Personally, I think this is a bit on the "clever" side. Plus, the error message you get isn't as easy to understand as if you used an assert statement. I'd probably just do something like this:
def get_single(l):
assert l and len(l) == 1
return l[0]
Then you get the best of both worlds: readability and a concise one-liner.
That fails for sets and other non-list iterables. It would have to be something like:
def get_single(l):
i = iter(l)
val = i.next()
try:
i.next() # expected to throw exception for one-element iterable
except StopIteration:
return val
raise AssertionError('More than one object')

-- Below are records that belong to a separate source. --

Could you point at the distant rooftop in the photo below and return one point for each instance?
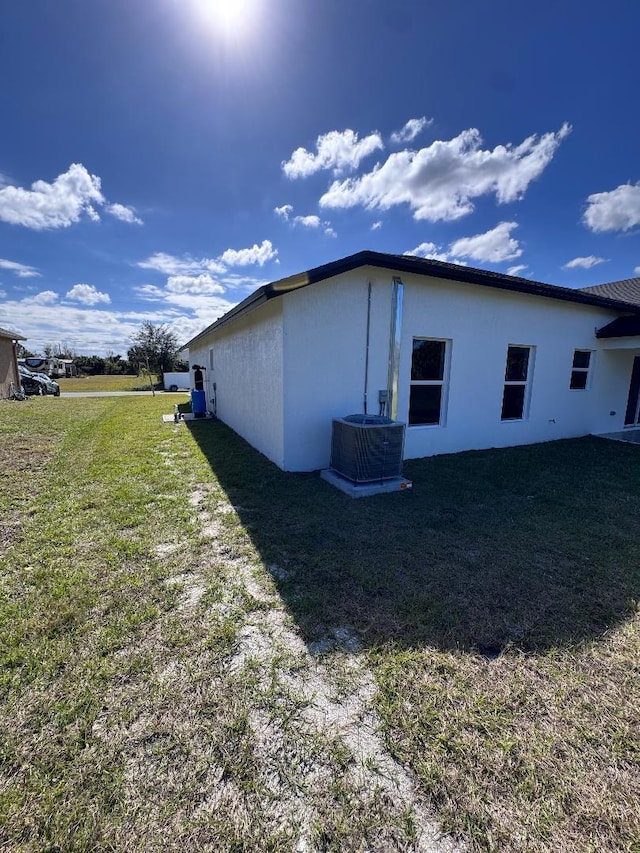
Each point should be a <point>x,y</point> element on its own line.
<point>5,333</point>
<point>627,290</point>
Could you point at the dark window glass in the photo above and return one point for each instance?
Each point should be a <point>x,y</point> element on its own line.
<point>513,402</point>
<point>578,380</point>
<point>427,361</point>
<point>424,404</point>
<point>517,364</point>
<point>581,359</point>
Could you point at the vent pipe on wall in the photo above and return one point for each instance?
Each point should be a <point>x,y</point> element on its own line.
<point>366,354</point>
<point>394,348</point>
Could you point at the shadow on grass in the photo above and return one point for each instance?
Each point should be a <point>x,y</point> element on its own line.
<point>534,547</point>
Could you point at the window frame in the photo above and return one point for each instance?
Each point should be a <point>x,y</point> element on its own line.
<point>442,383</point>
<point>525,383</point>
<point>587,371</point>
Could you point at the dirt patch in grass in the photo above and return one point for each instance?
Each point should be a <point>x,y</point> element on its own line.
<point>208,654</point>
<point>497,605</point>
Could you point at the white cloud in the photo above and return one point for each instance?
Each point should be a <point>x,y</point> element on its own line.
<point>126,214</point>
<point>440,182</point>
<point>45,297</point>
<point>199,284</point>
<point>87,294</point>
<point>284,212</point>
<point>186,265</point>
<point>584,263</point>
<point>311,221</point>
<point>517,269</point>
<point>254,255</point>
<point>337,150</point>
<point>55,205</point>
<point>412,128</point>
<point>150,292</point>
<point>87,330</point>
<point>617,210</point>
<point>21,270</point>
<point>493,246</point>
<point>430,251</point>
<point>59,204</point>
<point>308,221</point>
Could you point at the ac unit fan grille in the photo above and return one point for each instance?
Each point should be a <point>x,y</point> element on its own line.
<point>366,449</point>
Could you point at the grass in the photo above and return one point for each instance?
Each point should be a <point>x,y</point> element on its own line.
<point>105,383</point>
<point>160,587</point>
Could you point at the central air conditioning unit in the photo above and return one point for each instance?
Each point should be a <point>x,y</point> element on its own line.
<point>367,448</point>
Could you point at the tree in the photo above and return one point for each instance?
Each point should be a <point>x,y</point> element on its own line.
<point>154,347</point>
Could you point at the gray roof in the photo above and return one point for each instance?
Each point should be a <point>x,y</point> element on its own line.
<point>417,266</point>
<point>5,333</point>
<point>627,290</point>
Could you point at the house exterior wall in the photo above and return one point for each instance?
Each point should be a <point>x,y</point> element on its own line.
<point>285,369</point>
<point>244,360</point>
<point>8,372</point>
<point>324,363</point>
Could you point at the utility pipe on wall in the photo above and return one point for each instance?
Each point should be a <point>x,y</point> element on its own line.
<point>394,348</point>
<point>366,354</point>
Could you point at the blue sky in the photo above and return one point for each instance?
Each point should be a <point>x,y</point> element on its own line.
<point>160,159</point>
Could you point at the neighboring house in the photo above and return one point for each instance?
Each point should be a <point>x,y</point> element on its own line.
<point>9,378</point>
<point>70,368</point>
<point>53,366</point>
<point>469,359</point>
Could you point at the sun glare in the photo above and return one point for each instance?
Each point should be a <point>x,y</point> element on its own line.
<point>233,19</point>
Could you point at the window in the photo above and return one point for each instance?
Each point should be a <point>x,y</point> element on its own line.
<point>428,370</point>
<point>580,370</point>
<point>516,377</point>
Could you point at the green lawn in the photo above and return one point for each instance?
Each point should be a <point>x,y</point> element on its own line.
<point>105,383</point>
<point>161,589</point>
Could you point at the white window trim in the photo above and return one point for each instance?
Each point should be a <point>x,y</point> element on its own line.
<point>587,370</point>
<point>444,383</point>
<point>528,382</point>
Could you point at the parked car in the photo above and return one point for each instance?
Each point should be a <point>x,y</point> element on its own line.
<point>51,385</point>
<point>31,383</point>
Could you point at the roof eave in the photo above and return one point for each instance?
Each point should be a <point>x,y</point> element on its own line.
<point>417,266</point>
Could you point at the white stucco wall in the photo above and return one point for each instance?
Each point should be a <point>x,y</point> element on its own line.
<point>324,355</point>
<point>287,368</point>
<point>244,359</point>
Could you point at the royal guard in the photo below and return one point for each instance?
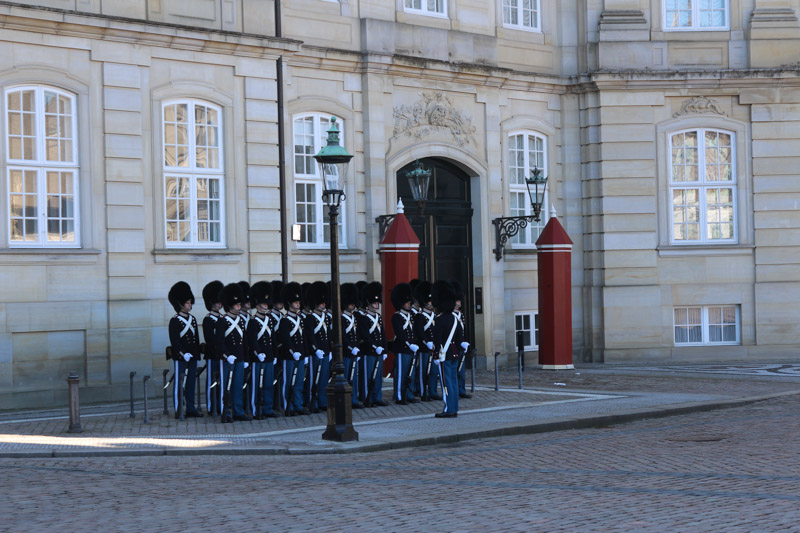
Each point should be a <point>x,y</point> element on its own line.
<point>184,337</point>
<point>230,337</point>
<point>211,297</point>
<point>276,313</point>
<point>423,333</point>
<point>259,339</point>
<point>293,347</point>
<point>448,336</point>
<point>373,340</point>
<point>351,350</point>
<point>405,346</point>
<point>317,327</point>
<point>464,347</point>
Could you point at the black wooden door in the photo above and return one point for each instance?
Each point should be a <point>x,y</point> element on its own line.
<point>444,228</point>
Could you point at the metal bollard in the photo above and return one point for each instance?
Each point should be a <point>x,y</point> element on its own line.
<point>144,382</point>
<point>472,370</point>
<point>74,403</point>
<point>132,415</point>
<point>164,375</point>
<point>496,383</point>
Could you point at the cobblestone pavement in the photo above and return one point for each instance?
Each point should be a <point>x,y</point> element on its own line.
<point>729,470</point>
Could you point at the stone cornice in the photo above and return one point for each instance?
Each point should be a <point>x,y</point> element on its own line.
<point>14,16</point>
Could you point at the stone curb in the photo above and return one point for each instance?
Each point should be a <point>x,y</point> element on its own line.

A property which is exposed by the article's solution too:
>>> x = (lambda: (yield 1))() # generator with one step
>>> y = tuple(x)[0]
>>> y
1
>>> list(x) # exhausted
[]
>>> x = (lambda: (yield 1))()
>>> y, = x
>>> y
1
>>> list(x) # exhausted, too!
[]
Because that's just what you inevitably need to do to fetch a value from a generator. There is no peeking action or some such.
Personally, I'm willing to restrict this to just lists to keep things simple. I rarely ever need a way to extract one value from a list, set, and iterable.
Yes, but with most functions there's no choice, because most of the functions in your program do something (a) complex and/or (b) specific to your program. This `get_single` function falls into neither of these categories.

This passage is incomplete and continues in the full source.